Na reta final, há um momento de tensão. Por pouco a “praça não fica manchada de sangue”, ouve-se. O capitão árabe, também exige saber de quem é o filho, nem que para isso seja preciso decapitar alguém. No entanto, o simbolismo irrompe: o parto pretende dramatizar o nascimento (reconquista) da cidade de Coimbra. O elenco vai surgindo de vários pontos estratégicos que convergem na Sé Velha, unindo-se numa só missão: poupar a cidade.
Teatro em comunidade
“Coimbra 1111” é uma peça que destaca a importância de elementos da sociedade conimbricense, que alguns tendem a esquecer. Comerciantes da Baixa, repúblicos e habitantes locais contribuíram de forma ativa para a construção de um evento que, nas palavras do presidente da Câmara Municipal de Coimbra, João Barbosa de Melo, “pretende mostrar como isto era há 900 anos”. É, ainda, de ressalvar o esforço das companhias de teatro amador – Grupo “O Celeiro”, Teatro Amador de Ribeira de Frades, Teatro Amador de Sobral de Ceira, o Grupo de Teatro Amador de São Silvestre -, da Associação Cultural “Arte à parte” de pais e alunos das classes do Teatrão. A camaradagem e boa-disposição verificadas nos ensaios não passaram despercebidas ao longo da peça. E, apesar de levarem algumas cábulas, isso não tirou mérito àqueles que se dedicam ao teatro por curiosidade e por alguma carolice. A parceria entre O Teatrão e os grupos amadores é a simbiose onde profissionais e amadores se confundem numa massa homogénea.

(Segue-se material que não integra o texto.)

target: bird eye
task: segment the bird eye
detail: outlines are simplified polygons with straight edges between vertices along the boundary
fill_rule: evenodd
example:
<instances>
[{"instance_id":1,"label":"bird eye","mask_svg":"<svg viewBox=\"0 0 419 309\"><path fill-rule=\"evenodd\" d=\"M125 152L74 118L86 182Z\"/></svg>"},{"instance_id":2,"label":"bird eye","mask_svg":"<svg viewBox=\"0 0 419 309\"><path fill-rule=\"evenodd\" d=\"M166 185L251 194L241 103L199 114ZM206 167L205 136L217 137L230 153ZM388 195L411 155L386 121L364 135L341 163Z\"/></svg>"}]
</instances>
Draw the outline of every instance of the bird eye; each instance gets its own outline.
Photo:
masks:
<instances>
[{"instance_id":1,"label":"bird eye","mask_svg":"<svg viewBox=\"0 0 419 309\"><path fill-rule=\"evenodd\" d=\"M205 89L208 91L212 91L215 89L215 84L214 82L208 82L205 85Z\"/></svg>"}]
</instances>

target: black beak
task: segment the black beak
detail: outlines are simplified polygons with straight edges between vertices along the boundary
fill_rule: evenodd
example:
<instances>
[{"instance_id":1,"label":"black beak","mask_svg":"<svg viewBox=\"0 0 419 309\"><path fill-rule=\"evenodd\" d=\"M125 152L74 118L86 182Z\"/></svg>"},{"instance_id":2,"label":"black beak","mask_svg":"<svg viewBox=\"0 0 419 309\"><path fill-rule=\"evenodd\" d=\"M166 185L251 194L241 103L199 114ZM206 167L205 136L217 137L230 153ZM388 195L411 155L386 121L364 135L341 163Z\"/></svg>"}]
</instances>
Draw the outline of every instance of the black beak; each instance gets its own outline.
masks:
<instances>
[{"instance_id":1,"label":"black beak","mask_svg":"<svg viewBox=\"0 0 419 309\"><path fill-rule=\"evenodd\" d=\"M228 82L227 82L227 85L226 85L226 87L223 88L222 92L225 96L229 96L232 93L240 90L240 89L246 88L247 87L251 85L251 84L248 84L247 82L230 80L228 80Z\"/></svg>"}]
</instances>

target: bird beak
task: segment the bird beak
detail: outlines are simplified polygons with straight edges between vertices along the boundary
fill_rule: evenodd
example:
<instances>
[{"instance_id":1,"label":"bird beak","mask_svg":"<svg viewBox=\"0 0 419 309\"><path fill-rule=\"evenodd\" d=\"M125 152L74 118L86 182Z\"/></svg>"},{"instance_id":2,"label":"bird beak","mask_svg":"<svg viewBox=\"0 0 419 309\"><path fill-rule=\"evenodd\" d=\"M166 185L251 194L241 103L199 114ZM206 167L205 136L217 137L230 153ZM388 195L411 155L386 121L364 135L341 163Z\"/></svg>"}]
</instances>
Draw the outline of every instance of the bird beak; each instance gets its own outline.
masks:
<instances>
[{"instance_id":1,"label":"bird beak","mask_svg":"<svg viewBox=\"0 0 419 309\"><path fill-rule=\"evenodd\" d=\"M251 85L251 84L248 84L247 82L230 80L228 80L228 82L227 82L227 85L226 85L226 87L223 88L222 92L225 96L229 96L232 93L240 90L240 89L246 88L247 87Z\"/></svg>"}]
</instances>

Não há conquista sem comemoração. E “Coimbra 1111” não foi exceção: a conquista da cidade culminou num grande arraial, onde todos (mas mesmo todos!) dançaram, cantaram, sorriram e até se emocionaram. Isabel Craveiro não conseguiu esconder as lágrimas e reiterou que o projeto “superou todas as expetativas - as pessoas perceberam o que tentámos fazer. É uma alegria ver que se continuam a juntar para participar em projetos como este”. É possível afirmar que o teatro foi o principal responsável pela reconquista atual da cidade, reinventando o conhecimento que a maior parte pensa ser suficiente. No espetáculo, que também é festa, vê-se um mediador entre a cidade e a história. É ele o teatro - parte integrante e integradora de Coimbra.